The 50 units have long been part of the PHC’s stock of rent-geared-to-income (RGI) housing in Peterborough. City council gave approval to sell the houses in 2014 as part of a plan to finance other housing projects, most notably the PHC’s two new developments on Bonaccord Street.

The houses are only sold when tenants vacate them, according to PHC’s interim CEO Hope Lee, and tenants have been given an opportunity to purchase the houses themselves if they are able. The plan is to continue selling the remaining houses as tenants move out.

According to a recent report from city staff, the houses were fetching about $360,000 in early 2021. But more recently, they’ve been going for between $400,000 and $450,000, the report stated.

At least one of the units was turned into a market-rate rental after it was sold. An online listing in October offered 290 Denne Crescent, a three-bedroom unit, for $2,200 (not including utilities) per month. 

As a service manager under the provincial Housing Services Act, the City of Peterborough is required to ensure the provision of 1,569 units of rent-geared-to-income housing locally. Lee confirmed by email that the units in Collison Heights have previously counted toward meeting that standard.

“With any sale of an RGI there is the commitment to replace that RGI elsewhere – typically in the new developments,” Lee writes. 

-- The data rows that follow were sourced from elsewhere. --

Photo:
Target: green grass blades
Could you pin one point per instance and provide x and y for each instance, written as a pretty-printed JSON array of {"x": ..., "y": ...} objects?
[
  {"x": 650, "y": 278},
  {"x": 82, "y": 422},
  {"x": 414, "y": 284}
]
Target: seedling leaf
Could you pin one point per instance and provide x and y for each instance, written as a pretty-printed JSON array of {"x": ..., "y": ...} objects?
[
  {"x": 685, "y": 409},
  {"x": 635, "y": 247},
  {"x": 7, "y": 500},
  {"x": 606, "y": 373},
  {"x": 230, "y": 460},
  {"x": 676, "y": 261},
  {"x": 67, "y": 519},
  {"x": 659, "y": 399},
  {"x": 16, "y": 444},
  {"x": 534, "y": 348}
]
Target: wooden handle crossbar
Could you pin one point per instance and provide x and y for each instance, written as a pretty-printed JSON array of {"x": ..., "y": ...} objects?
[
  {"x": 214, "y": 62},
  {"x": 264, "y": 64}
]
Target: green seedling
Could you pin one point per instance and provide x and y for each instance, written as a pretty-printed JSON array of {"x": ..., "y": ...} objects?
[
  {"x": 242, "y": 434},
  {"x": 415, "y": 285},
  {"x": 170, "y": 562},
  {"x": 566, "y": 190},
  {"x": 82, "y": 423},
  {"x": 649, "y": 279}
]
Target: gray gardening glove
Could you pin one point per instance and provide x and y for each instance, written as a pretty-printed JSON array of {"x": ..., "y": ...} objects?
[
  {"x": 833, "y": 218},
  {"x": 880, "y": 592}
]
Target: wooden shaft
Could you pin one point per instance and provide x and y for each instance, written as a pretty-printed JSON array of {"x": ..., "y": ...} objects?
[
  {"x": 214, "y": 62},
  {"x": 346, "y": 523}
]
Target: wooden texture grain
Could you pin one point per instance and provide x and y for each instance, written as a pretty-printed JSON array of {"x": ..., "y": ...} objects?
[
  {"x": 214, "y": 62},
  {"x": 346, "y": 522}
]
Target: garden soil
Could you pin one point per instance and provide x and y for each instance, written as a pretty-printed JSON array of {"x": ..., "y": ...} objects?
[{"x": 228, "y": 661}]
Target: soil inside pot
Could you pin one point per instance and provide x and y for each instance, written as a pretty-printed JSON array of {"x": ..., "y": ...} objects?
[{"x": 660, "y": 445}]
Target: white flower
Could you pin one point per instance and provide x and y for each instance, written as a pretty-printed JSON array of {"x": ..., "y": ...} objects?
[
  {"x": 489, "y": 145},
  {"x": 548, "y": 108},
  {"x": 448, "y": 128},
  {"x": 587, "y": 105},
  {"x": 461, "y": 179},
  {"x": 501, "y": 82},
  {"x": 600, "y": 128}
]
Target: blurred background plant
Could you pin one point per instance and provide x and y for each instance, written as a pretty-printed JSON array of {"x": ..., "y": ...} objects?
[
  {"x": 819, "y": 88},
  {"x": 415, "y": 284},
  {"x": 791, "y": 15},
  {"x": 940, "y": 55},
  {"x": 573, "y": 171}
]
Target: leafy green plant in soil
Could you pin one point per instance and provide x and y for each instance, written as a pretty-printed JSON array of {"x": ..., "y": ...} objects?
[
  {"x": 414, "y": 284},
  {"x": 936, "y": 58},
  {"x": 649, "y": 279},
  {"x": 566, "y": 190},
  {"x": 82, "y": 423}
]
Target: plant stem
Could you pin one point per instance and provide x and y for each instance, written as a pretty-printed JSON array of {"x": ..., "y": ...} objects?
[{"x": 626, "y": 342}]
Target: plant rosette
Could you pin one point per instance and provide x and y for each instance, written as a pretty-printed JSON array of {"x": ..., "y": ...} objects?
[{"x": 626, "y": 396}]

However, the apartments in Malcolm Court, the first of the two Bonaccord developments, are not RGI. Their rent is calculated to be 80 percent of the average market rent — a level of affordability that is significantly lower than RGI.

“There are no replacement units in the first phase [of the Bonaccord development] and we are still finalizing the model for phase two,” Lee writes. “We will consider replacement units in developments going forward.”

In December, city council approved a plan that will see the City step in and purchase some of the Collison Heights houses to save them from falling into private ownership. The City will spend up to $940,000 of provincial money for this purpose.

“The purchase of these units will ensure that they remain in public ownership,” a report to council outlining the plan stated. “The units would be maintained as rent geared to income units rather than be transferred into private homeownership as originally planned.”

This plan will only allow for the City to purchase two units, judging by the recent price trends. With 18 houses still owned by the PHC as of the end of 2021, it’s expected that private market sales will continue in the coming months and years.

Correction: A previous version of this article stated that PHC had sold 33 of its 51 units in Collison Heights. At the time of writing, PHC had, in fact, sold 32 of 50 units. Peterborough Currents regrets the error.